I've been trying to build a collection of exhaustive word lists for as many languages as possible and I ended up using LibreOffice's spell checking .dic and .aff files. The .dic file contains base forms of words and .aff contains rules to morph them. I found an existing .sh tool to combine these files into a .txt word list.
Now, because I'm doing this for many languages, I'd like to automate the process of running this tool on different .dic and .aff files in different languages.
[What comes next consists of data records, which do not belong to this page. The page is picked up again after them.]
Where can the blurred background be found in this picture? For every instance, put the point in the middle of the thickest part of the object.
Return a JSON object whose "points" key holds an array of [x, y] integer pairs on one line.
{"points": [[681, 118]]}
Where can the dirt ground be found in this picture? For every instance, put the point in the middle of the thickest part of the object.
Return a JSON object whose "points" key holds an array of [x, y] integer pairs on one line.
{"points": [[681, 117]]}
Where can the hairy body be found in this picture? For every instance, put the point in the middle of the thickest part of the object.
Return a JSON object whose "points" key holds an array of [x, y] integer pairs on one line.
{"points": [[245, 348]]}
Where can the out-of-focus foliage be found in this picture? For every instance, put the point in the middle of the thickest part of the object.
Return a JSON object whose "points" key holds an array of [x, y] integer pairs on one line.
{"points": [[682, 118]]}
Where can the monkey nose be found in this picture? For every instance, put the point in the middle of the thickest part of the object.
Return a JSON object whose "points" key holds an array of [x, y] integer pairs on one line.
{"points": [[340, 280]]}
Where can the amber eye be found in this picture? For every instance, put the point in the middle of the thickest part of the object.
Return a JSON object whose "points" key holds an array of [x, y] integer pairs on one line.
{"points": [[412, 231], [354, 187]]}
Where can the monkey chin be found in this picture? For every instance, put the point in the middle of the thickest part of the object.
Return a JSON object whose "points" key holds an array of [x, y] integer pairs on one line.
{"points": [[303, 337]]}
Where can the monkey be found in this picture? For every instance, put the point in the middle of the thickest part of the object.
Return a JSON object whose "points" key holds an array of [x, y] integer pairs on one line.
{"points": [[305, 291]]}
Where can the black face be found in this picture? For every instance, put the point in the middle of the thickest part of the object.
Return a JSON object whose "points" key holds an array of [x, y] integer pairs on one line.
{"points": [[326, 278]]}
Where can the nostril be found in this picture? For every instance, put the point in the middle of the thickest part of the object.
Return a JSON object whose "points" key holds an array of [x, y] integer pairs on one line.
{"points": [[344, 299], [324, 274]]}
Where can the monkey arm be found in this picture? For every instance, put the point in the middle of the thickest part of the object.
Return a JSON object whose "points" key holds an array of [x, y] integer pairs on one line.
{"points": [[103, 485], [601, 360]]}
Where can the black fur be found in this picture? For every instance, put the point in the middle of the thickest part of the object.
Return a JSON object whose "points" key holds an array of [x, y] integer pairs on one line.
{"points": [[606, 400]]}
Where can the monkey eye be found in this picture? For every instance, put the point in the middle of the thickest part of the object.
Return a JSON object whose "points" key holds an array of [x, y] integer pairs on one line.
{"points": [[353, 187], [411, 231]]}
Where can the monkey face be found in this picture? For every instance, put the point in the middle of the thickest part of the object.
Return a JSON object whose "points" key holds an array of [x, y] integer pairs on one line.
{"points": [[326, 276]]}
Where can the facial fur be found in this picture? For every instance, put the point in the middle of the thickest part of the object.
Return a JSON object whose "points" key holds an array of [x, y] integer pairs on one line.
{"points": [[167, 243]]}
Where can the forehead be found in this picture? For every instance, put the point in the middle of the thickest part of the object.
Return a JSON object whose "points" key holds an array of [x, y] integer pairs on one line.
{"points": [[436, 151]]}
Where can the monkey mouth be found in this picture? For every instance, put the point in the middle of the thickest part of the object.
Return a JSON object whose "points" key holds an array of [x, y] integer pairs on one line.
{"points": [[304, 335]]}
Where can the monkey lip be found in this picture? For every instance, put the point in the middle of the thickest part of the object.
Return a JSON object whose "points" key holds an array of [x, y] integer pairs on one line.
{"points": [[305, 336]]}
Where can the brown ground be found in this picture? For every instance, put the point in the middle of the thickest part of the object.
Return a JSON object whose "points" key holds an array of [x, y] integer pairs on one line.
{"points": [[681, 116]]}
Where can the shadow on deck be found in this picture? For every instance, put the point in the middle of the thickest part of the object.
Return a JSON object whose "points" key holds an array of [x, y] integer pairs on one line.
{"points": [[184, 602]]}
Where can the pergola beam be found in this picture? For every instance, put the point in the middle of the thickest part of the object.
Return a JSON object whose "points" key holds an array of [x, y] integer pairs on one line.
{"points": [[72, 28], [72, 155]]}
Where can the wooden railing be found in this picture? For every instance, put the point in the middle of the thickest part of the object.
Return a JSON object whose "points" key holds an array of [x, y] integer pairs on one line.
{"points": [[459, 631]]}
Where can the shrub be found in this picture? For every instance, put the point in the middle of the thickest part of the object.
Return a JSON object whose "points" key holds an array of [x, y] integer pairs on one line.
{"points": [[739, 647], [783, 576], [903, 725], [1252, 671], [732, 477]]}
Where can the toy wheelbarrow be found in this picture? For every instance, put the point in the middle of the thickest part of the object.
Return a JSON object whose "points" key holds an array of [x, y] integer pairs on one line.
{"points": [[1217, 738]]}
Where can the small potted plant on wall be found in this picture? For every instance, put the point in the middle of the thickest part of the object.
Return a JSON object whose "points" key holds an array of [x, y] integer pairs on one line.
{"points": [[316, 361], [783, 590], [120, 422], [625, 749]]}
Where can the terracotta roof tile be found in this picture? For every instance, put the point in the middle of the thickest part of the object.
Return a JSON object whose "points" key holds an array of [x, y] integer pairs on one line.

I wrote a little python script for this:
for lang in langs:
dic_path = os.path.join(lang, [filename for filename in os.listdir(lang) if filename.endswith(".dic")][0])
aff_path = os.path.join(lang, [filename for filename in os.listdir(lang) if filename.endswith(".aff")][0])
command = [os.path.join("tools", "unmunch.sh"), dic_path, aff_path]
outpath = os.path.join(lang, f"{lang}_words.txt")
with open(outpath, "w") as f:
subprocess.run(command, stdout=f, shell=True)
The problem is that the file at the outpath remains empty. In contrast, this different command does write to the desired file:
command = ["type", dic_path]
with open(outpath, "w") as f:
subprocess.run(command, stdout=f, shell=True)
After trying this I executed the tool in cmd and found that it opens a new cmd window to run. This is different to what I experienced when running it in Git Bash which I usually use. In Git Bash I used the command:
tools/unmunch.sh dutch/dutch.dic dutch/dutch.aff >dutch/dutch_words.txt
And it worked. Whilst in cmd, running:
tools\unmunch.sh dutch\dutch.dic dutch\dutch.aff >dutch\dutch_words.txt
opens a new cmd window and writes the output there, instead of to the dutch\dutch_words.txt file. I assume this is what's happening when using subprocess in python, but I have no idea how to prevent this as I'm very unfamiliar with .sh files. Can anyone help me get the output written to a desired path?